I know that this question might sound very stupid for +90% of you, but my brain doesn't really get the electricity generation.
The thing that I don't understand is what does a generator produce, voltage or current when it spins? Sometimes I see that a generator can produce x amount of potential and y amount of current.
I'm starting from the basics of electricity. A spinning/moving magnet makes the electrons move in one direction, generating a potential due to the change in kinetic energy, right? So if one would connect a multi-meter at both terminals, one would read the voltage. I did this and it's easy to comprehend. Now things start to confuse me.
Sometimes, one can see on the specifications that a motor can deliver a certain current and this is what I don't understand. The current is related to the potential through Ohm's law, right? In other words, the current is dependent only on the resistance of a load (or wire) and the potential. Also, the current flows only if there is a voltage gradient/drop. Why is there the current specified on generators like this one?
What confuses me is this intrinsic combination of voltage-current on the generator. Can anyone help me to understand this? Thank you and sorry for dropping the IQ of this group.
Best Answer
Internally, a generator produces voltage proportional to its speed.

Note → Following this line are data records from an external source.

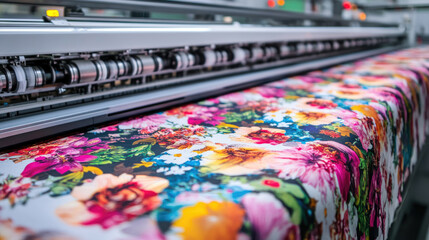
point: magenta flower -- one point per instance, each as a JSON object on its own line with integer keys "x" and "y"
{"x": 322, "y": 164}
{"x": 68, "y": 159}
{"x": 268, "y": 217}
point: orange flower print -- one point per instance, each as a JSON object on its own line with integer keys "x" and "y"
{"x": 213, "y": 220}
{"x": 238, "y": 160}
{"x": 109, "y": 200}
{"x": 313, "y": 118}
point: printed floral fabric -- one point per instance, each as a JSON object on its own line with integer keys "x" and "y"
{"x": 323, "y": 155}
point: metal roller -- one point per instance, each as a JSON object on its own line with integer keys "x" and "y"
{"x": 300, "y": 48}
{"x": 309, "y": 48}
{"x": 148, "y": 64}
{"x": 209, "y": 58}
{"x": 183, "y": 60}
{"x": 87, "y": 70}
{"x": 72, "y": 73}
{"x": 31, "y": 77}
{"x": 346, "y": 44}
{"x": 327, "y": 46}
{"x": 191, "y": 59}
{"x": 139, "y": 65}
{"x": 3, "y": 81}
{"x": 102, "y": 71}
{"x": 320, "y": 47}
{"x": 257, "y": 53}
{"x": 239, "y": 55}
{"x": 35, "y": 76}
{"x": 159, "y": 63}
{"x": 218, "y": 57}
{"x": 122, "y": 67}
{"x": 20, "y": 78}
{"x": 335, "y": 45}
{"x": 112, "y": 69}
{"x": 134, "y": 68}
{"x": 224, "y": 55}
{"x": 50, "y": 74}
{"x": 284, "y": 50}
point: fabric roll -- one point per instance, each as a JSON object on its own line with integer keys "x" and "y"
{"x": 318, "y": 156}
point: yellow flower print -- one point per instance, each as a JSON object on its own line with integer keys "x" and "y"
{"x": 213, "y": 220}
{"x": 313, "y": 118}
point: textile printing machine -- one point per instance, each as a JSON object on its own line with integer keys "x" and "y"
{"x": 45, "y": 75}
{"x": 63, "y": 74}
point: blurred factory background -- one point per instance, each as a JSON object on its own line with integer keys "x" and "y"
{"x": 412, "y": 14}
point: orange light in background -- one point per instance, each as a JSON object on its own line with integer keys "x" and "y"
{"x": 362, "y": 16}
{"x": 347, "y": 5}
{"x": 52, "y": 13}
{"x": 271, "y": 3}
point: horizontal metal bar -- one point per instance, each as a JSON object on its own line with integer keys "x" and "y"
{"x": 121, "y": 36}
{"x": 33, "y": 127}
{"x": 186, "y": 7}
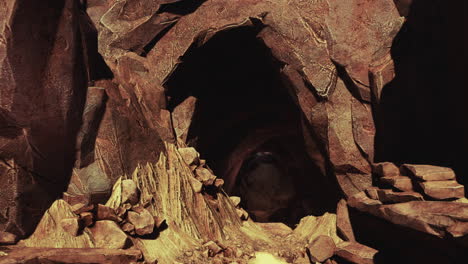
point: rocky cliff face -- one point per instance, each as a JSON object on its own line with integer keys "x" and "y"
{"x": 165, "y": 130}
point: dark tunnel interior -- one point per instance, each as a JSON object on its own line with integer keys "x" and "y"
{"x": 248, "y": 128}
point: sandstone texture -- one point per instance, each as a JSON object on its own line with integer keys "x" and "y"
{"x": 229, "y": 131}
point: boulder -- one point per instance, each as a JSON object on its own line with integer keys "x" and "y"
{"x": 373, "y": 193}
{"x": 190, "y": 156}
{"x": 235, "y": 200}
{"x": 363, "y": 203}
{"x": 182, "y": 117}
{"x": 213, "y": 248}
{"x": 70, "y": 225}
{"x": 52, "y": 233}
{"x": 106, "y": 213}
{"x": 205, "y": 176}
{"x": 130, "y": 192}
{"x": 107, "y": 234}
{"x": 36, "y": 255}
{"x": 196, "y": 185}
{"x": 86, "y": 219}
{"x": 7, "y": 238}
{"x": 385, "y": 169}
{"x": 389, "y": 196}
{"x": 343, "y": 223}
{"x": 128, "y": 228}
{"x": 442, "y": 190}
{"x": 401, "y": 183}
{"x": 143, "y": 221}
{"x": 428, "y": 172}
{"x": 218, "y": 183}
{"x": 321, "y": 249}
{"x": 278, "y": 229}
{"x": 355, "y": 253}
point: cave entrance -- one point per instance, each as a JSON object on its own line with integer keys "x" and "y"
{"x": 247, "y": 126}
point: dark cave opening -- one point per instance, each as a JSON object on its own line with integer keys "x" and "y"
{"x": 248, "y": 128}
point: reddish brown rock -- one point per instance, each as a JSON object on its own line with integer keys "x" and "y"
{"x": 37, "y": 139}
{"x": 81, "y": 208}
{"x": 343, "y": 223}
{"x": 205, "y": 176}
{"x": 182, "y": 117}
{"x": 373, "y": 193}
{"x": 363, "y": 203}
{"x": 235, "y": 200}
{"x": 442, "y": 190}
{"x": 242, "y": 214}
{"x": 7, "y": 238}
{"x": 190, "y": 156}
{"x": 389, "y": 196}
{"x": 363, "y": 127}
{"x": 70, "y": 225}
{"x": 218, "y": 183}
{"x": 71, "y": 255}
{"x": 278, "y": 229}
{"x": 401, "y": 183}
{"x": 86, "y": 219}
{"x": 130, "y": 192}
{"x": 128, "y": 228}
{"x": 381, "y": 72}
{"x": 385, "y": 169}
{"x": 432, "y": 217}
{"x": 213, "y": 248}
{"x": 196, "y": 185}
{"x": 107, "y": 234}
{"x": 356, "y": 253}
{"x": 321, "y": 249}
{"x": 428, "y": 172}
{"x": 131, "y": 25}
{"x": 106, "y": 213}
{"x": 404, "y": 6}
{"x": 143, "y": 222}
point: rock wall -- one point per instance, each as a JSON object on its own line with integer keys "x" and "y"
{"x": 77, "y": 117}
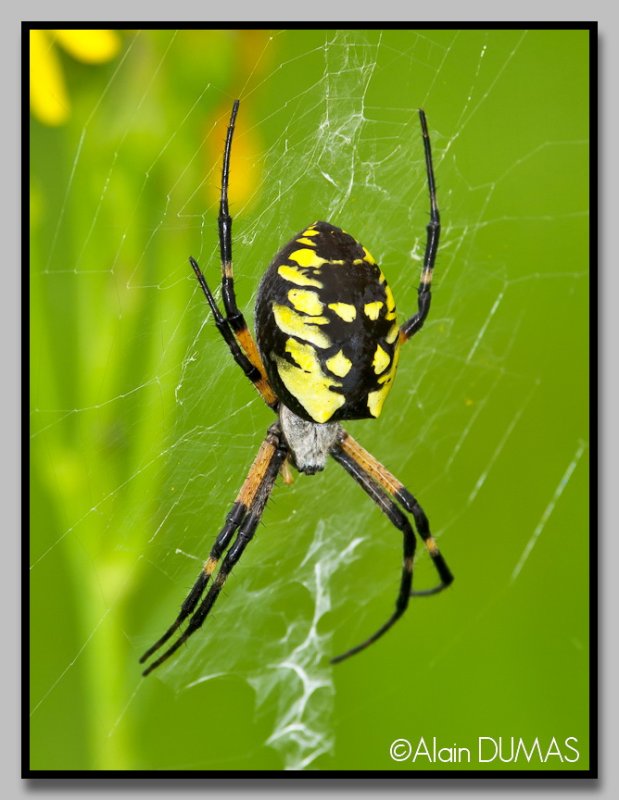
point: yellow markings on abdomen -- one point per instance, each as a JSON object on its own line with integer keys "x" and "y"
{"x": 339, "y": 364}
{"x": 288, "y": 321}
{"x": 306, "y": 301}
{"x": 368, "y": 257}
{"x": 390, "y": 303}
{"x": 344, "y": 310}
{"x": 377, "y": 398}
{"x": 392, "y": 334}
{"x": 294, "y": 275}
{"x": 308, "y": 383}
{"x": 381, "y": 360}
{"x": 307, "y": 258}
{"x": 372, "y": 310}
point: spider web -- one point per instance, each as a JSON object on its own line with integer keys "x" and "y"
{"x": 352, "y": 152}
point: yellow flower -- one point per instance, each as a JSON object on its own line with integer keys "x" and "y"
{"x": 49, "y": 100}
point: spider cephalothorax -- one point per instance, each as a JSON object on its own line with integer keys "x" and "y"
{"x": 327, "y": 349}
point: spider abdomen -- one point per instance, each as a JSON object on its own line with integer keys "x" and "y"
{"x": 326, "y": 327}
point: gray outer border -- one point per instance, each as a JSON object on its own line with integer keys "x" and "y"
{"x": 539, "y": 10}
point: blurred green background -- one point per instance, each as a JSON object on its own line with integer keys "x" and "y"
{"x": 143, "y": 428}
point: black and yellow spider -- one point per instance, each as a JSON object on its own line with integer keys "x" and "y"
{"x": 327, "y": 349}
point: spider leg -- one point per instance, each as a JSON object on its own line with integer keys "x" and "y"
{"x": 255, "y": 375}
{"x": 244, "y": 517}
{"x": 234, "y": 315}
{"x": 400, "y": 494}
{"x": 399, "y": 520}
{"x": 379, "y": 484}
{"x": 414, "y": 324}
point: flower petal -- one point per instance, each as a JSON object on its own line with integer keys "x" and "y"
{"x": 48, "y": 96}
{"x": 91, "y": 47}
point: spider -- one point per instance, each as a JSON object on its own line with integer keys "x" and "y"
{"x": 326, "y": 349}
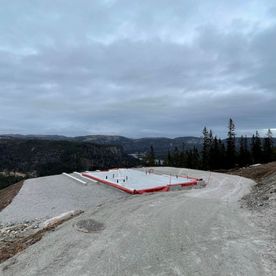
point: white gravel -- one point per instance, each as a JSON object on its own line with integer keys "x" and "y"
{"x": 46, "y": 197}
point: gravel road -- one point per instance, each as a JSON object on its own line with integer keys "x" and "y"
{"x": 195, "y": 232}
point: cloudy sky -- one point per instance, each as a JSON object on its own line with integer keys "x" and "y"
{"x": 137, "y": 68}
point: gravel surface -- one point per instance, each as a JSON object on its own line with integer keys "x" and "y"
{"x": 195, "y": 232}
{"x": 46, "y": 197}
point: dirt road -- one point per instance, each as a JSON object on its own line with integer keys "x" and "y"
{"x": 197, "y": 232}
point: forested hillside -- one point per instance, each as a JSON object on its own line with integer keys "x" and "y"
{"x": 45, "y": 157}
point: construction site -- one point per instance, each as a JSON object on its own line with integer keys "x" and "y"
{"x": 144, "y": 221}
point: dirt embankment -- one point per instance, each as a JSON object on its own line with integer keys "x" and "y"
{"x": 262, "y": 195}
{"x": 7, "y": 194}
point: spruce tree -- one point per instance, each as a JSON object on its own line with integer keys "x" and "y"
{"x": 205, "y": 149}
{"x": 268, "y": 147}
{"x": 256, "y": 146}
{"x": 231, "y": 145}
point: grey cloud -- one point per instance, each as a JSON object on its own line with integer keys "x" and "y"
{"x": 147, "y": 68}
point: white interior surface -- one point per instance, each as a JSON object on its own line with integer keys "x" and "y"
{"x": 138, "y": 180}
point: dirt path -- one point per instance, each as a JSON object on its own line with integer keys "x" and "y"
{"x": 197, "y": 232}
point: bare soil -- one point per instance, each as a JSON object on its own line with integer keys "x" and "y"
{"x": 262, "y": 195}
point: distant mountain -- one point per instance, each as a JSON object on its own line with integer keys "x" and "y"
{"x": 161, "y": 144}
{"x": 39, "y": 157}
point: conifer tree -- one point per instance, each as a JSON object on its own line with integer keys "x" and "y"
{"x": 268, "y": 147}
{"x": 256, "y": 148}
{"x": 231, "y": 145}
{"x": 205, "y": 148}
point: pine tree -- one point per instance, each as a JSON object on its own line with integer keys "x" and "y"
{"x": 151, "y": 157}
{"x": 268, "y": 147}
{"x": 256, "y": 148}
{"x": 231, "y": 145}
{"x": 215, "y": 154}
{"x": 205, "y": 149}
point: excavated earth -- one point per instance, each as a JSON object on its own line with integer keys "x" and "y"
{"x": 190, "y": 232}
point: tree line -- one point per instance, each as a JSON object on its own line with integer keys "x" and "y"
{"x": 217, "y": 154}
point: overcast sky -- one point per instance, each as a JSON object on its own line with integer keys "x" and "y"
{"x": 137, "y": 68}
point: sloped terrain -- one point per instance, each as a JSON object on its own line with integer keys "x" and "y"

However, that doesn't mean a constant voltage always comes out of a generator run at a fixed speed. The windings and other parts of the generator have some electrical resistance. To a first approximation, you can think of a generator as a voltage source proportional to speed, with a fixed resistance in series.
When current flows as a result of a load on the generator, two things happen:
For example, let's say a particular generator when spun at 60 Hz (3600 RPM) produces 50 V RMS with no load. No load means the current is 0, so the voltage drop across the internal resistance is zero. Therefore, at no load you get to see the actuall internal voltage the generator generates.
Let's further say that the internal resistance is 2 Ω. If you connect a 75 Ω load to the generator, the internal voltage source now sees the internal resistance and your load in series as its load. That means the load on the internal voltage source is 77 Ω. The current is (50 V)/(77 Ω) = 649 mA. The drop across the unavoidable internal resistance is (649 mA)(2 Ω) = 1.3 V. You therefore get 48.7 V at 649 mA.
The total electrical power the generator is producing is (50 V)(649 mA) = 32.5 W. Of that (1.3 V)(649 mA) = 844 mW ends up heating the generator and you actually get (48.7 V)(649 mA) = 31.6 W out. The backwards torque on the shaft created by the 649 mA times the shaft rotation rate is 32.5 W plus whatever it takes to overcome the mechanical friction.
If you were to short the output of the generator, the maximum possible current would flow. However, you don't get any power out since the voltage is zero. All the power produced by the generator goes to heating its internal resistance. The resistance on the shaft would be high. If you managed to continue turning the generator at the same speed anyway, you'd be putting a lot of mechanical power in, and all of it would turn into heat in the generator. For many real generators, this would overheat and destroy them in a relatively short time.
Added
The above discussion was for basic generators. Apparently some are interested in discussing automobile alternators. Those are nowadays complete units with rectifiers, regulators, and feedback, to which the above doesn't apply. It does apply to the bare generator inside a car alternator, but you don't have access to that directly, and its workings are actively modified and obscured by the controller.